What’s so melancholy about the documentary is that it lays out what happened to Kilmer afterward. You get some fascinating insights into his work on The Doors, still the best performance of his career, and a lengthy discussion of Tombstone, which is a cult favorite. But Val isn’t especially valedictory: The film is filled with regrets, as Kilmer talks about the implosion of his marriage to fellow actor Joanne Whalley, his financial woes and his inability to sustain a successful film career. (And he’s very honest about the roles he desperately wanted but couldn’t land, including Ray Liotta’s part in Goodfellas.)
As we see Kilmer attending recent fan conventions, he reflects on what might be considered humiliating about “selling, basically, my old self, my old career. For many people, it’s like the lowest thing you can do is talk about your old pictures and sell photographs of when you were Batman.” That Kilmer uses his own weakened voice to express those sentiments is especially crushing — and even though he later declares that he’s more grateful than embarrassed because he gets to meet so many fans, he’s sensitive about the perception of being perceived as a hack, and he admits to feeling blue about finding himself having to do such events at this stage of his career.
In other words, the Kilmer we meet in Val is a far cry from the character he created for Top Gun, that arrogant pilot who was determined to put Maverick in his place, his self-confidence and beauty as bulletproof as that of his rival. One of the ironies that Top Gun: Maverick points out is that Iceman actually won the TOPGUN prize in the first film, and yet Maverick (and Tom Cruise) ended up being the big hero. Kilmer’s had a superb career, including his series of stage performances as Mark Twain, but as Val illustrates, it’s been a series of peaks and valleys, his illness underlining the fragility and unpredictability of a life. The years have wiped away that old Iceman.
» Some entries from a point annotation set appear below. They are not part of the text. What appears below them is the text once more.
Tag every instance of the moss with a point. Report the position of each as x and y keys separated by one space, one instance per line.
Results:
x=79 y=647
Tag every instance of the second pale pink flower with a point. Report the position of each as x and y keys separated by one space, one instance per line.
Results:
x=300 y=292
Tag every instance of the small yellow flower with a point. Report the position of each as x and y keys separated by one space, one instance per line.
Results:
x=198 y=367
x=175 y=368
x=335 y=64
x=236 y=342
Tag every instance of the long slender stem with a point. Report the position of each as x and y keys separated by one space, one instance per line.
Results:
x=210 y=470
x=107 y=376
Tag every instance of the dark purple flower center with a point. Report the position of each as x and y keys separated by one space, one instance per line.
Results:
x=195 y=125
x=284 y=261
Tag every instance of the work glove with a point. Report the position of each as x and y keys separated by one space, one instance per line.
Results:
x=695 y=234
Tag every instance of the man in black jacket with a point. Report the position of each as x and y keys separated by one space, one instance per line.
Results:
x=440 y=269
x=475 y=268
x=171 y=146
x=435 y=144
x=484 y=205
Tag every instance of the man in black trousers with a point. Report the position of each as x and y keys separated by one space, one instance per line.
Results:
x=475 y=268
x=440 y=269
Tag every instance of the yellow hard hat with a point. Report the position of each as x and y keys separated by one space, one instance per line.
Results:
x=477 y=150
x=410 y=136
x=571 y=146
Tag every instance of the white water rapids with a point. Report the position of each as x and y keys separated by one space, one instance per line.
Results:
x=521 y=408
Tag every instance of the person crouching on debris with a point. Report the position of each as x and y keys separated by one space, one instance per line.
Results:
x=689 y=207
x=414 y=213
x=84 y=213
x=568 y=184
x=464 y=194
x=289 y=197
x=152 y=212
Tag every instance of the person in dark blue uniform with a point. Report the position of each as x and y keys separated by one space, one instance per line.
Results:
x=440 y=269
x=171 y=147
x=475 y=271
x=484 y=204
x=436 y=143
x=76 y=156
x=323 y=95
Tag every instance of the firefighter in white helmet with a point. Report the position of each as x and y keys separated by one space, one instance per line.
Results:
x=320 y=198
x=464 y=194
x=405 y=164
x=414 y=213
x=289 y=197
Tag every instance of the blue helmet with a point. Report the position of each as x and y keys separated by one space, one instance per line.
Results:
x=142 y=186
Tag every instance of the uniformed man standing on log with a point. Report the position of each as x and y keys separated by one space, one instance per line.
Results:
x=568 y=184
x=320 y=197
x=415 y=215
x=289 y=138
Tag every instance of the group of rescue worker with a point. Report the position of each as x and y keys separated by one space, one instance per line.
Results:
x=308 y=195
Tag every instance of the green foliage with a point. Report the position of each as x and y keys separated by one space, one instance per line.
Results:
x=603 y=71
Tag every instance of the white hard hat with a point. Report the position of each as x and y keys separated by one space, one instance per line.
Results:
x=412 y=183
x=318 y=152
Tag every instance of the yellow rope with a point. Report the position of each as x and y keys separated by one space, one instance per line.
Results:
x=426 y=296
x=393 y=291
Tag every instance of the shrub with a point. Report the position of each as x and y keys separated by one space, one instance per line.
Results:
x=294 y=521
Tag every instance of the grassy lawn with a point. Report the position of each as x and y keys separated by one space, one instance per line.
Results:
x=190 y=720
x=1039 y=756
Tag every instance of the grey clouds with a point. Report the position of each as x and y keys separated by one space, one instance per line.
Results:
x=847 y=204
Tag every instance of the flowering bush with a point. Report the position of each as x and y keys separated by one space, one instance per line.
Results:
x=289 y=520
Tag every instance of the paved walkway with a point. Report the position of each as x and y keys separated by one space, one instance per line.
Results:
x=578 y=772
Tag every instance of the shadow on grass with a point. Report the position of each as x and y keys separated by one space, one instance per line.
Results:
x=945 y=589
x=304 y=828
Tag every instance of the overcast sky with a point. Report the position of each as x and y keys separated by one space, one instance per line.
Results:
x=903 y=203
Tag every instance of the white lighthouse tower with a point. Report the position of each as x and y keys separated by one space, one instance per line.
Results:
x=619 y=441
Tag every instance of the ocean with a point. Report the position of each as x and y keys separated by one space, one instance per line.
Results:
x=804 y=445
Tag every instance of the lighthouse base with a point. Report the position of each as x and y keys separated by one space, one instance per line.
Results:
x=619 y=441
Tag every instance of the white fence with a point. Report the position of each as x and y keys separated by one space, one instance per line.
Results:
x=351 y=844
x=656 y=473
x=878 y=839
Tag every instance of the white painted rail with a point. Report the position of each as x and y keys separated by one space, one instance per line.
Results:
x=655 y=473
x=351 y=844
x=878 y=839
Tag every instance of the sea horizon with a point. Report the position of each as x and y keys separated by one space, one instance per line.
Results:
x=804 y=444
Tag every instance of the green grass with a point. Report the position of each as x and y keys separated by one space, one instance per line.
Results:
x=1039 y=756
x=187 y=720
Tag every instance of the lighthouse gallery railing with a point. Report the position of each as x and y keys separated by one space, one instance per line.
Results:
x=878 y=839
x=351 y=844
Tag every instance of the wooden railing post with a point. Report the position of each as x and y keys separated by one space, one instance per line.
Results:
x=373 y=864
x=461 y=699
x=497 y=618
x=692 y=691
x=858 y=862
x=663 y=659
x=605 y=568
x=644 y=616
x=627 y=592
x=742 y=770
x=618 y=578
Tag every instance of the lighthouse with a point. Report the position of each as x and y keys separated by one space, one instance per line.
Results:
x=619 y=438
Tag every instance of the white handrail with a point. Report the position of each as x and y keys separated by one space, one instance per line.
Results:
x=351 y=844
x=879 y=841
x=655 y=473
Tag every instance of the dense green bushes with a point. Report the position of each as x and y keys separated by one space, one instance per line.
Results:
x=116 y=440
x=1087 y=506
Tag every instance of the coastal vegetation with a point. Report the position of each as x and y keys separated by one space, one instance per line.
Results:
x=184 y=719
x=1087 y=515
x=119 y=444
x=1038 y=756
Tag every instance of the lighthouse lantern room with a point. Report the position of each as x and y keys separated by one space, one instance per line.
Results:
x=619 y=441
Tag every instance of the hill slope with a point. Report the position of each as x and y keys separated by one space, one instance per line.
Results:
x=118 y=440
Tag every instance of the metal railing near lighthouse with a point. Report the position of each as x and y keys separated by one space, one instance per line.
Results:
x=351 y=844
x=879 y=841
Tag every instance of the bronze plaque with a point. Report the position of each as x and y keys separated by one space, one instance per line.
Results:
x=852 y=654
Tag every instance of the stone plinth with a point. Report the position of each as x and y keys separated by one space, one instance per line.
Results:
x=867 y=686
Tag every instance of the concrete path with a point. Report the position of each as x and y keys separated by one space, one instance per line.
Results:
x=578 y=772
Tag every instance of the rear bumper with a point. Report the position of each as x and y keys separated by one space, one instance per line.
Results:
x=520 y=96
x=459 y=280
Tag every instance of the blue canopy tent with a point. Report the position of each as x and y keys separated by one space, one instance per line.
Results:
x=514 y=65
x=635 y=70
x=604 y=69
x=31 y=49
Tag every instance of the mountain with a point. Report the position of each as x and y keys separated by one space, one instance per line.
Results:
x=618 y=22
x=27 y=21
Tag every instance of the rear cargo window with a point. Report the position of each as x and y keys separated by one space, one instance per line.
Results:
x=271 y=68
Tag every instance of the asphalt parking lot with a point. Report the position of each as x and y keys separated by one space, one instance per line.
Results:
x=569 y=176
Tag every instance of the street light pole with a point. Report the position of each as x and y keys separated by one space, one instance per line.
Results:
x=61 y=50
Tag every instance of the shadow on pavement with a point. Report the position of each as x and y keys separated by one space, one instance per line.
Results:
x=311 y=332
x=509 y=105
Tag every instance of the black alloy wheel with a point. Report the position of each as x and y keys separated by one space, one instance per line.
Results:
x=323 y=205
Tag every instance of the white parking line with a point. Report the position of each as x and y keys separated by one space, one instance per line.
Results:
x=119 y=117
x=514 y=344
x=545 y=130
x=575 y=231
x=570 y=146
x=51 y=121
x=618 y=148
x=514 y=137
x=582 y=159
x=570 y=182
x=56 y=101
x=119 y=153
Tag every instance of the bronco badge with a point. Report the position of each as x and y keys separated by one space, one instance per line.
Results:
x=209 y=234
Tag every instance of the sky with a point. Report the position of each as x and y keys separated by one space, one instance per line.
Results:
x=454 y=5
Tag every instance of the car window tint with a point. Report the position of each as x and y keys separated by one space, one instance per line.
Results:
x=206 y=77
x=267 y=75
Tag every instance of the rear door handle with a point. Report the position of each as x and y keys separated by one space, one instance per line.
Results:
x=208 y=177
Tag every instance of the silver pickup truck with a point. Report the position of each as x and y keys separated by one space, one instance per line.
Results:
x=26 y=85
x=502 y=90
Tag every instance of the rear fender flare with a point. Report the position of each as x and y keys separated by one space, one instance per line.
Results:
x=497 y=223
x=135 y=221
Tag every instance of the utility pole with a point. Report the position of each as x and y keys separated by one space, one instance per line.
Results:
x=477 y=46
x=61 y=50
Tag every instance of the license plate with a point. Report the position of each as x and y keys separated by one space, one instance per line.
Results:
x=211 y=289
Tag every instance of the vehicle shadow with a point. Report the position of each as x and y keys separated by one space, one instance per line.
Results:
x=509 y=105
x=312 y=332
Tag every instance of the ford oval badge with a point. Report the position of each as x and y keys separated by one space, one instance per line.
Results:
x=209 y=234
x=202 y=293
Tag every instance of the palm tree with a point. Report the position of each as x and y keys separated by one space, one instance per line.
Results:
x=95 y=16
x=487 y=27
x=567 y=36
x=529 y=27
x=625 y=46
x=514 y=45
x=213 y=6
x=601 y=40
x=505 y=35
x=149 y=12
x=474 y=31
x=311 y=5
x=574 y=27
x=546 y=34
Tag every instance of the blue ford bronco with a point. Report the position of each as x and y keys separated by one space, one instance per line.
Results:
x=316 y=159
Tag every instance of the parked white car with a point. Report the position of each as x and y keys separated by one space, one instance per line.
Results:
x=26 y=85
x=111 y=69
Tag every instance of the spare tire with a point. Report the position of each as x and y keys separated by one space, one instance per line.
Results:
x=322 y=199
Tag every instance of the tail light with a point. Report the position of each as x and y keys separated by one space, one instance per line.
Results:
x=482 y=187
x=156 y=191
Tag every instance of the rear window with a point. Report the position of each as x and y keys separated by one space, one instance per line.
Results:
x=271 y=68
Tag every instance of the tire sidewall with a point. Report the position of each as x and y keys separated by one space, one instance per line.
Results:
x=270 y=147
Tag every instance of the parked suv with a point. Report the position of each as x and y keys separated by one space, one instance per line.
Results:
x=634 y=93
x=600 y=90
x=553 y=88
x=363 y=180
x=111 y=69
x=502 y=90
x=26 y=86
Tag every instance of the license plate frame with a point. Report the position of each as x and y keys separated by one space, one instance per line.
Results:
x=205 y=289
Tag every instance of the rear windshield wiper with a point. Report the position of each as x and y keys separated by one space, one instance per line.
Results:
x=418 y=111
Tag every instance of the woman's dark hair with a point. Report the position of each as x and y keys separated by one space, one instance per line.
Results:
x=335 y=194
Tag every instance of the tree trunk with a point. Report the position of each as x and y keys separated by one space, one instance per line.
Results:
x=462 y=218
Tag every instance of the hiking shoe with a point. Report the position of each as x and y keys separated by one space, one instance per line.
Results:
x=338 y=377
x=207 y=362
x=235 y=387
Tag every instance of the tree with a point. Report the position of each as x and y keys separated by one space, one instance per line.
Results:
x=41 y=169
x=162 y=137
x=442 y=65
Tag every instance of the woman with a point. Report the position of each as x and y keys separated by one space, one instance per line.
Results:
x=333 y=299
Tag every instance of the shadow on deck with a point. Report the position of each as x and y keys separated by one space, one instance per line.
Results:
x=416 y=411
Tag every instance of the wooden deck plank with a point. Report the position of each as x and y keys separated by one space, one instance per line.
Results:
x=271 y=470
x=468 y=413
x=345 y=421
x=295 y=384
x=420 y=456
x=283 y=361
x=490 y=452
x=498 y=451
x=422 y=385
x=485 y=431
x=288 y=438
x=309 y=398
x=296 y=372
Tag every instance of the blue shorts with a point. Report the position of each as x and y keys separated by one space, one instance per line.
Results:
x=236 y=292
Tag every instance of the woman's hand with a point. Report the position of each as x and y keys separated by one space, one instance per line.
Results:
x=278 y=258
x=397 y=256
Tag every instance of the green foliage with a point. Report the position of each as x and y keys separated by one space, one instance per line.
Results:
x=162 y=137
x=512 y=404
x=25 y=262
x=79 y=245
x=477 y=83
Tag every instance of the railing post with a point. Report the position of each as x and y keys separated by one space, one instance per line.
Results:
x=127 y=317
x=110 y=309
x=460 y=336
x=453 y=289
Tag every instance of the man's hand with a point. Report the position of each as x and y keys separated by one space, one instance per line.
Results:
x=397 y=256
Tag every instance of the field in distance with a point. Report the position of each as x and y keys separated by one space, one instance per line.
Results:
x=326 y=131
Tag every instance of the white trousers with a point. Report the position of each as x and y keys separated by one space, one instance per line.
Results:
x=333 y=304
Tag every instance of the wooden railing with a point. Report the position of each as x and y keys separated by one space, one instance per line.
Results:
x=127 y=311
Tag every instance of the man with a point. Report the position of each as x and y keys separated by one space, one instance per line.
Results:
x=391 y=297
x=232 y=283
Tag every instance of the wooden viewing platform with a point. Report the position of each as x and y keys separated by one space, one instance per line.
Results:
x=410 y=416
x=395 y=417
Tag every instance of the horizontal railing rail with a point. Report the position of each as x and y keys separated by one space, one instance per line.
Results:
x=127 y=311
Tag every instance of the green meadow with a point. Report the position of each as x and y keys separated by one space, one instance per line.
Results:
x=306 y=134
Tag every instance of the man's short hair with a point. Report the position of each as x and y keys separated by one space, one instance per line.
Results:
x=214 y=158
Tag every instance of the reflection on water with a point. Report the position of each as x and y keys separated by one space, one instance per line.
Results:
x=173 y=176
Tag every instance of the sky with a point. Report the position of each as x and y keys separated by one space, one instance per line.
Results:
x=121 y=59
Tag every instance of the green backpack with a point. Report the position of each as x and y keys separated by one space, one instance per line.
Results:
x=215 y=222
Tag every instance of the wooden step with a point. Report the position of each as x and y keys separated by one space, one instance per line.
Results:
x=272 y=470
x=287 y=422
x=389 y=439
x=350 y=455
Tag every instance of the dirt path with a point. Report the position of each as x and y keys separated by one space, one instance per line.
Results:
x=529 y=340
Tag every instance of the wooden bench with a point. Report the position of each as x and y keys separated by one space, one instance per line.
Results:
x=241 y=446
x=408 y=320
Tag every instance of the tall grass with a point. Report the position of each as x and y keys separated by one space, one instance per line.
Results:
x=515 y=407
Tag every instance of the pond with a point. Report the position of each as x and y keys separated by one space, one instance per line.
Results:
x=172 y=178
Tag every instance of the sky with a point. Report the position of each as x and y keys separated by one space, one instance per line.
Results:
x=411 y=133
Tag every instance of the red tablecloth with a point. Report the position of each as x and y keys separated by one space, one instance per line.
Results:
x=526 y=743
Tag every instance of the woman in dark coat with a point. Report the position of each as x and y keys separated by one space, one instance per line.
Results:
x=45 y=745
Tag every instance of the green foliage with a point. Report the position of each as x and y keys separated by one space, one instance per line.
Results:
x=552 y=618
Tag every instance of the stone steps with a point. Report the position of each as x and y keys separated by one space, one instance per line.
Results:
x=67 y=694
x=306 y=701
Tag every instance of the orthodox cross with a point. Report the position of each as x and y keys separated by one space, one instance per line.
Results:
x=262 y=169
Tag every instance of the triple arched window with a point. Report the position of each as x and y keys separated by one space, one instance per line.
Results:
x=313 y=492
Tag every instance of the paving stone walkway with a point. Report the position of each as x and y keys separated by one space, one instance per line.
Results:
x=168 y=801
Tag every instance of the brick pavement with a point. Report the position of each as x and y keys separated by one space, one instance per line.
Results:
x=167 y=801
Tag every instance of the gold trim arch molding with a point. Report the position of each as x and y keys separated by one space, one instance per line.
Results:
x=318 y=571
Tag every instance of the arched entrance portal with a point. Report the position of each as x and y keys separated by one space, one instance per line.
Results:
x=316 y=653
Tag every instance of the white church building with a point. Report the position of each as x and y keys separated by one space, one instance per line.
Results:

Seeing Kilmer and Cruise reunited on screen this Memorial Day weekend, it’s hard not to think about Val, which compassionately connects the dots between Kilmer’s constant, imperfect striving for greatness and the cancer that has taken an obvious toll. (Thankfully, he’s now been cancer-free for several years, working with a tech company to recreate his voice through artificial intelligence.) If you’ve only seen Top Gun: Maverick, you may not fully grasp what’s so heartbreaking about Kilmer’s performance, how it quietly comments on his offscreen struggles. Once you watch Val, though, it all comes together.
In some ways, Cruise’s latest blockbuster is about the challenge of outrunning mortality. Even more piercingly, so is Val.